The prime minister's resigned. No-one knows who the next occupant of No 10 will be.
And today, some of the most senior figures in the Labour Party are trying to push their leader out too. There have been concerns about Jeremy Corbyn's performance for months and months. But it was his role, or lack of role, in the campaign to keep the UK in the EU, and his sacking of Hilary Benn in the middle of the night, that has given members of the shadow cabinet the final reasons to quit. Several have already gone; as many as half will be gone by the end of the day, I understand.
And documents passed to the BBC suggest Jeremy Corbyn's office sought to delay and water down the Labour Remain campaign. Sources suggest that they are evidence of "deliberate sabotage".
One email from the leader's office suggests that Mr Corbyn's director of strategy and communications, Seumas Milne, was behind Mr Corbyn's reluctance to take a prominent role in Labour's campaign to keep the UK in the EU. One email, discussing one of the leader's speeches, said it was because of the "hand of Seumas. If he can't kill it, he will water it down so much to hope nobody notices it".
A series of messages dating back to December seen by the BBC shows correspondence between the party leader's office, the Labour Remain campaign and Labour HQ, discussing the European campaign. It shows how a sentence talking about immigration was removed on one occasion and how Mr Milne refused to sign off a letter signed by 200 MPs after it had already been approved.

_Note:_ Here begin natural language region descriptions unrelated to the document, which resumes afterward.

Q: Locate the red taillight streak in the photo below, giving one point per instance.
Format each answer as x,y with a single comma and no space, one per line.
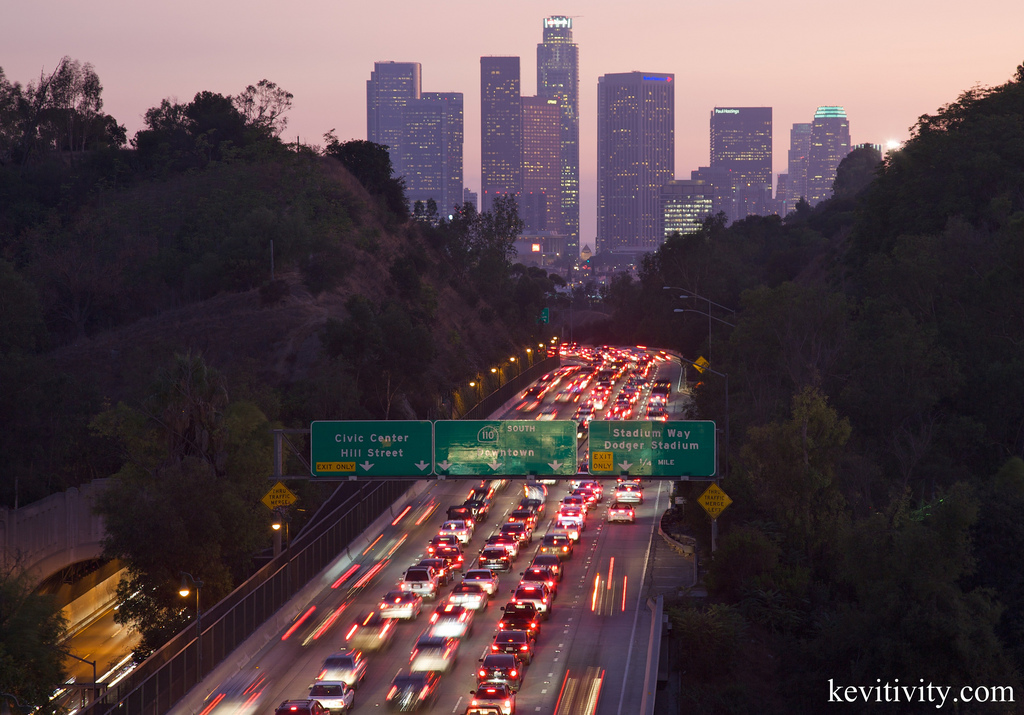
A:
400,516
344,577
213,705
298,623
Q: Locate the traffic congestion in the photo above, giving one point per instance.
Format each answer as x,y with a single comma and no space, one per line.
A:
485,582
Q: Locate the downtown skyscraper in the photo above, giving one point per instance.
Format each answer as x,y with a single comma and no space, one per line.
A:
740,141
829,144
558,79
390,86
501,129
636,117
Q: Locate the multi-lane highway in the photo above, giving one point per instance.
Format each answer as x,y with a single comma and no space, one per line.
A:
590,654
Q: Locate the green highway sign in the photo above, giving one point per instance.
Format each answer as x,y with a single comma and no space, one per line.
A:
652,449
381,448
505,447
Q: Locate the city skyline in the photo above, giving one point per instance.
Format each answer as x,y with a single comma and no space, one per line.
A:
886,72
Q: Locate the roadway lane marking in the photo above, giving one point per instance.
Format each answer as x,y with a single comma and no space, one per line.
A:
636,616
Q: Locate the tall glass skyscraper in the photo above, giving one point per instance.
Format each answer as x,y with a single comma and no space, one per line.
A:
389,87
431,150
800,144
501,129
558,79
740,140
829,144
636,148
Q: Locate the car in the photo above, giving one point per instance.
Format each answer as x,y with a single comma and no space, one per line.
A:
524,515
370,631
506,541
518,643
520,617
398,603
240,695
541,575
497,667
440,568
453,556
348,667
566,528
421,581
620,511
629,493
470,595
556,544
451,621
484,578
412,690
458,529
300,707
552,561
519,530
434,654
495,558
495,694
336,696
441,540
537,594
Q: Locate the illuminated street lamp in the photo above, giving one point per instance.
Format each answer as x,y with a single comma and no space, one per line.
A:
184,590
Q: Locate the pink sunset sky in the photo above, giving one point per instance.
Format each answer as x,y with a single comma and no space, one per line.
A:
887,61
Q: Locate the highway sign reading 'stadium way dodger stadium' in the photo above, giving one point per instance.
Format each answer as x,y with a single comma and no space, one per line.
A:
652,449
382,448
505,447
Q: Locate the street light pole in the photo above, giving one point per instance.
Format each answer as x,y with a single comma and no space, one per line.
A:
184,590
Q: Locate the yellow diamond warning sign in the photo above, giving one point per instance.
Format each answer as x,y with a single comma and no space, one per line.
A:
714,500
279,496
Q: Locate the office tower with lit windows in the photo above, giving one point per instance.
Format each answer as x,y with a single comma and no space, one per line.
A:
558,79
684,205
800,144
431,150
740,141
541,206
828,145
635,158
501,129
390,86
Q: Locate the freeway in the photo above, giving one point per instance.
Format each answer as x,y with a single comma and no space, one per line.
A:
590,654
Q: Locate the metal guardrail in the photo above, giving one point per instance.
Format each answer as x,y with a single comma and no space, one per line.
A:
170,672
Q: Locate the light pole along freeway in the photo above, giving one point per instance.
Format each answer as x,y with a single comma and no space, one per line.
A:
590,654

The documents show concern in Labour HQ and the Labour Remain campaign about Mr Corbyn's commitment to the campaign - one email says: "What is going on here?" Another email from Labour Remain sources to the leader's office complains "there is no EU content here - we agreed to have Europe content in it". Sources say they show the leader's office was reluctant to give full support to the EU campaign and how difficult it was to get Mr Corbyn to take a prominent role.

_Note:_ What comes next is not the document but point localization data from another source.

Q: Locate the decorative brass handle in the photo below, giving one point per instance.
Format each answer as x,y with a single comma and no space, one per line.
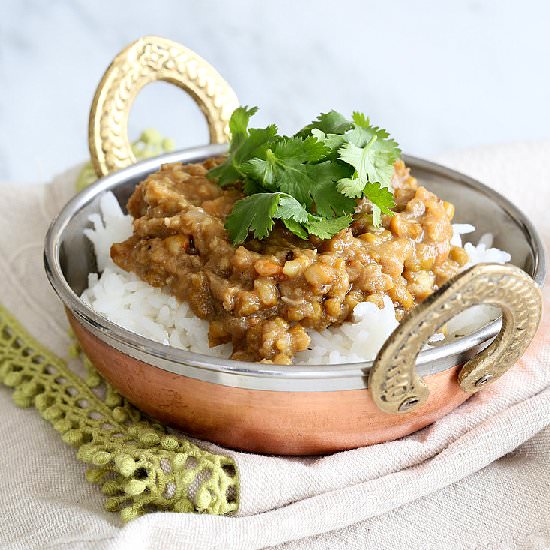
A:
393,382
149,59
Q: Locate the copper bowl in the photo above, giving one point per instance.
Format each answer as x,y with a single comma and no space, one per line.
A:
287,410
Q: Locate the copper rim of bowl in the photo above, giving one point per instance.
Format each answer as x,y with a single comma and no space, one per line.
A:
250,375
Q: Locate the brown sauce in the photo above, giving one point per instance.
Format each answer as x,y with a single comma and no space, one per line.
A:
263,295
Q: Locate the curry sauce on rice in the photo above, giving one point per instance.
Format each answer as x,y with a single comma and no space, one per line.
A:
263,294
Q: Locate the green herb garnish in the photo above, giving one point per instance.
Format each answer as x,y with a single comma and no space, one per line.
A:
310,181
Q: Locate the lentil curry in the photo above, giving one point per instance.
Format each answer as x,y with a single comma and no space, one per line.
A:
263,295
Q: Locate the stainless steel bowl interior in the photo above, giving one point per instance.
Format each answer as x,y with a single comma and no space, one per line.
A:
69,257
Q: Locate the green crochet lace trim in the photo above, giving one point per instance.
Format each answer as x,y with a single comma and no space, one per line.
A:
140,465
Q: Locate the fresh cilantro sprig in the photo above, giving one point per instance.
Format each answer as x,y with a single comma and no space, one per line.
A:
310,181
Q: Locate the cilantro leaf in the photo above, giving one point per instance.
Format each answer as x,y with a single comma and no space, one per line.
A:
257,213
382,197
290,209
327,228
328,201
311,181
252,214
245,144
373,161
332,122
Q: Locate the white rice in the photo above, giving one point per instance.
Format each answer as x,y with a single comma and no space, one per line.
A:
135,305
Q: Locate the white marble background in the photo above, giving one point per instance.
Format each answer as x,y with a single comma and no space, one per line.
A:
439,75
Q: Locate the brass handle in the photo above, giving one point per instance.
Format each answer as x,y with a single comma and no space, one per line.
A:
149,59
393,382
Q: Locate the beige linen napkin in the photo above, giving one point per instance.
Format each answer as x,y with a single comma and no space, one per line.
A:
411,493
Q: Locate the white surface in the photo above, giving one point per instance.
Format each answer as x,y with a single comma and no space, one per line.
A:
440,75
421,492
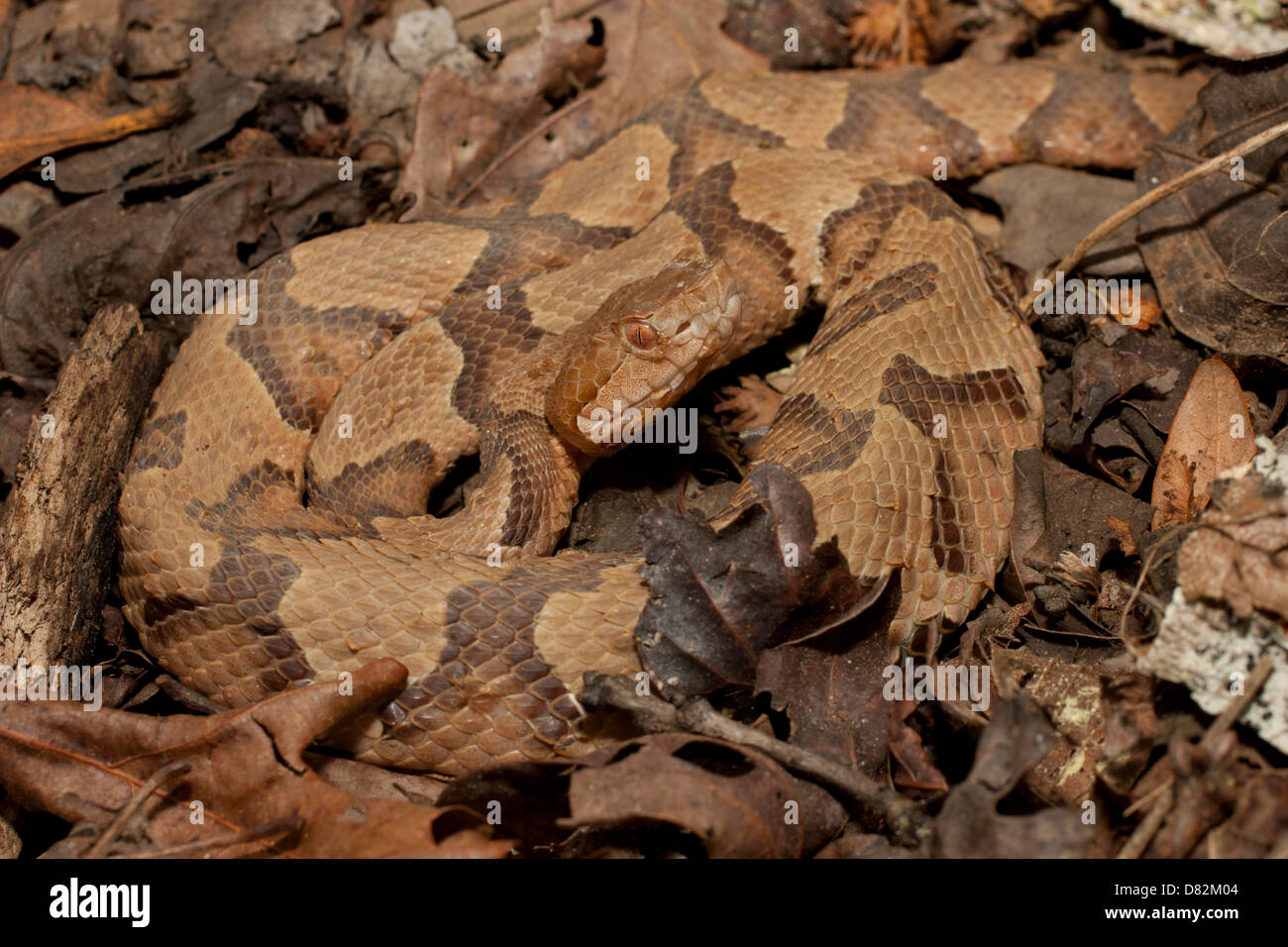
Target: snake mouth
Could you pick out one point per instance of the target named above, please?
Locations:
(706, 315)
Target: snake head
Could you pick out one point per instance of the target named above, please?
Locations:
(642, 351)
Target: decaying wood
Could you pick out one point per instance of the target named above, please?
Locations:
(58, 530)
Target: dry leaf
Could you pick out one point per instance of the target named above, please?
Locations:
(245, 768)
(1210, 434)
(719, 599)
(1126, 541)
(737, 801)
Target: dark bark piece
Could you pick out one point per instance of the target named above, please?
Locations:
(58, 531)
(720, 599)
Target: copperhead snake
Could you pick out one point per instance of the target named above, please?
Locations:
(609, 287)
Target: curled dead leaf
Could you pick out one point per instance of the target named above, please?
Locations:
(1210, 434)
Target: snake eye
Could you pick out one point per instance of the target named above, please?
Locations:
(640, 334)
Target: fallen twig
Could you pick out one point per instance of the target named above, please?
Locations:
(905, 819)
(1147, 200)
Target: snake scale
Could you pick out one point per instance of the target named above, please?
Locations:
(273, 519)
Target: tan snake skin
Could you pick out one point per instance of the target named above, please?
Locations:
(380, 356)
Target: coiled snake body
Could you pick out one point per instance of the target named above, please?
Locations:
(376, 361)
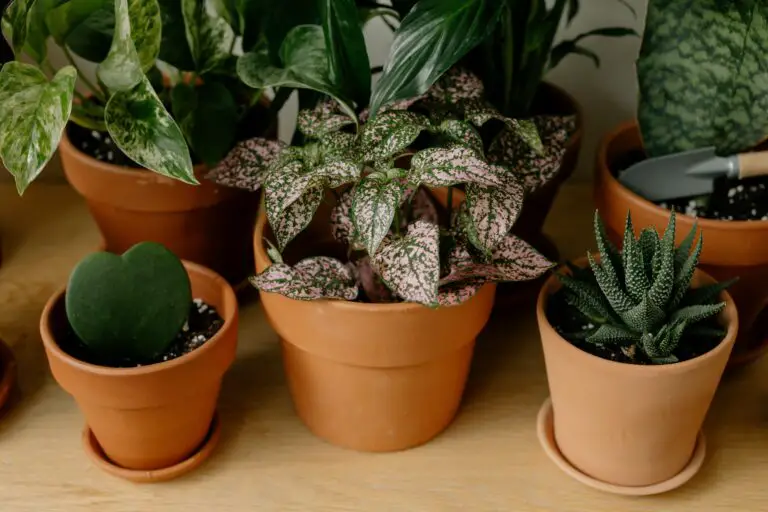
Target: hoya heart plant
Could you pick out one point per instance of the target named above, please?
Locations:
(129, 307)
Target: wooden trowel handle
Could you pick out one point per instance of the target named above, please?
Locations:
(753, 164)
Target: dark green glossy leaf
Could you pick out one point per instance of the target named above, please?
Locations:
(702, 74)
(431, 39)
(33, 114)
(350, 69)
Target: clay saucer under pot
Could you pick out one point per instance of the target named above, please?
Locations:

Mr Corbyn has insisted publicly that he campaigned hard to keep the country in the EU and that he made a number of speeches around the country, and attended many campaigning events. But many shadow cabinet ministers believe his performance in the campaign has shown that he is simply not capable of leading the party. One senior figure told me: "People have just had enough and are embarrassed to be part of it." Jeremy Corbyn's team are adamant that he will stand again for the leadership, and they believe the party's members would back him again.
He has had persuasive and vehement backing from the party's members who he energised last summer. But as the Labour Party reels from Thursday's result, it is not clear that support will be as solid as it was. MPs report that some of their members are contacting them to say they've changed their minds about Mr Corbyn. We'll see. It's possible that within days, both of our two main political parties will be looking for a new leader.
A spokesman for the Labour party said: "The leaks of these emails within the Labour Party are self-evidently politically motivated. This is the action of people who want to de-stabilise the leadership by attempting to demonstrate negative activity in the leader's office.
"The leaks themselves show no such thing, simply demonstrating the views of those whose emails are quoted.
"On the process of letter writing, of course it is normal practice in politics that drafts are amended. Any communications in the name of the Leader of the Labour Party are authorised by the leader's communications team and ultimately by the leader himself .
"Both Jeremy and his team worked hard to deliver his message of remain and reform. Given that the Labour Party was the only party that delivered a majority vote for the remain campaign among its own supporters, the criticisms of Jeremy Corbyn make little sense."